I spent the early part of my career on the corporate side. Big firms, corporate clients, the whole machine. So when I tell you how an employer decides what your case is worth, I am not guessing. I watched it from the inside for years.
There are two broad kinds of employment lawyer, and they can look identical from the outside. The first works the agency process, sends the employer a demand letter, and waits. If the company offers something, you take it. If not, the relationship quietly ends. Filing suit was never the plan. The second treats the charge and the demand letter as the opening steps of a case built, from day one, to be filed and litigated if the company will not pay fair value short of that.
Neither model is illegal. Neither makes the lawyer a bad person. But they produce very different results, and you deserve to know which one you are hiring.
“A demand letter with no credible lawsuit behind it is a request, not a threat. That is why so many real cases get sold cheap.”
Here is why the demand-letter-only model leaves money on the table. The first question a company's lawyer asks is not whether your claim is valid. It is whether you will actually sue. Defense lawyers see the same names over and over and know which firms litigate and which fold. A demand letter with no credible lawsuit behind it is a request, not a threat, so the case gets sold cheap. Not because it was weak, but because the lawyer was never going to file and the company priced it accordingly.

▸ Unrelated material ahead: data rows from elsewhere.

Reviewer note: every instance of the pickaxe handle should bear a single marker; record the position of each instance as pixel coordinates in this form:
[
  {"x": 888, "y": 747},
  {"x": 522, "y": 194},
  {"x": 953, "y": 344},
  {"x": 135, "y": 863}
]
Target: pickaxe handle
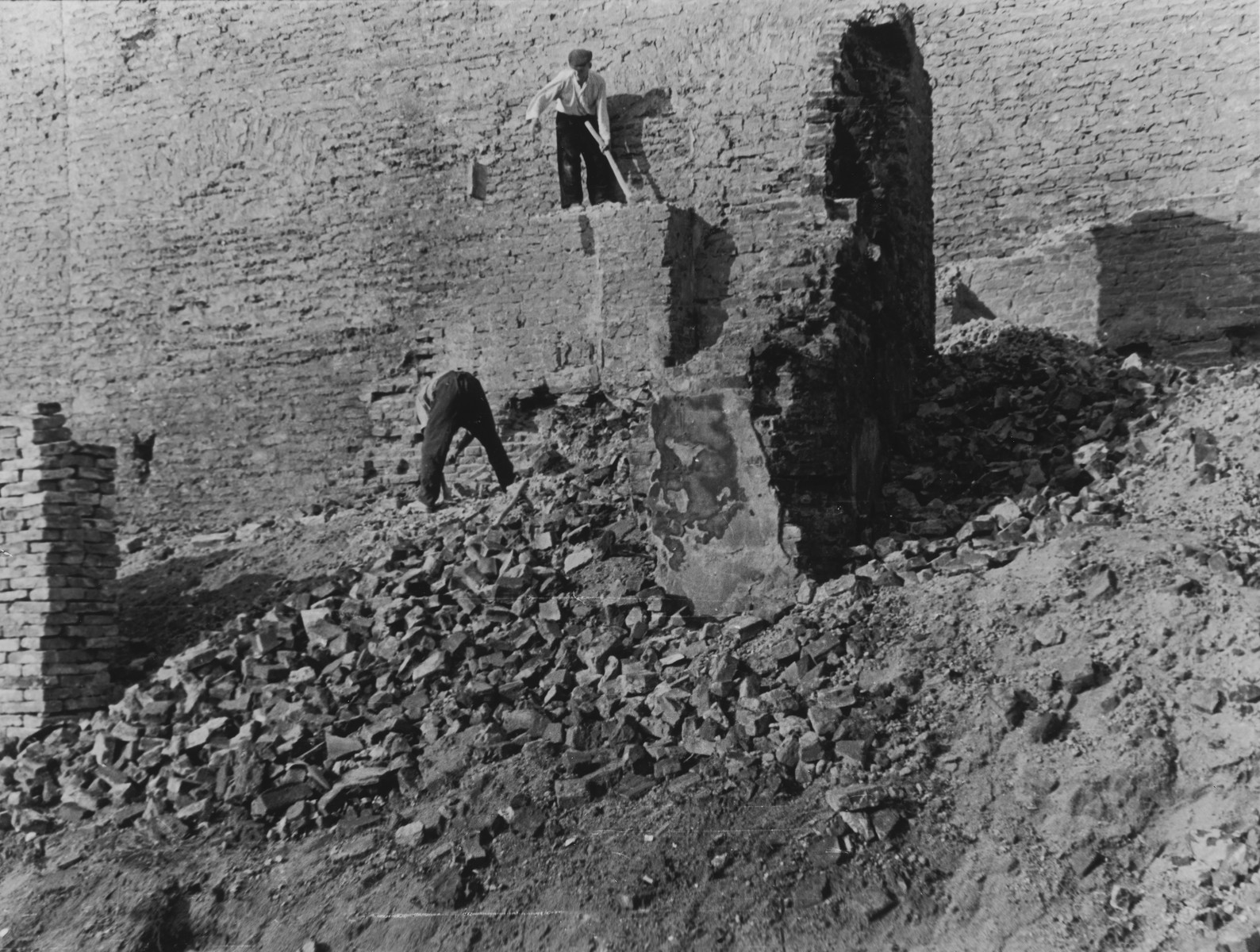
[{"x": 621, "y": 182}]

You generally don't get fair value until a suit is on file and the company has to spend real money to defend it. Once it is filed there is discovery, depositions under oath, and the company paying its own lawyers by the hour for months. The case stops being paper it can ignore and becomes a problem it has to manage.
This matters more in Texas. The state and federal courts here have a long-standing reputation as being hard places to bring a discrimination claim, and summary judgment dismissal is granted against employees more readily here than in other parts of the country. Any honest Texas employment lawyer will tell you that straight. A hostile forum plus a lawyer who will not file compound each other, and you pay for both...or rather you don't get paid.
So ask the question, then listen. A lawyer who litigates will give you a direct answer about cost, risk, and where your case is strong and weak. A lawyer who only sends letters gets vague. The vagueness is the answer.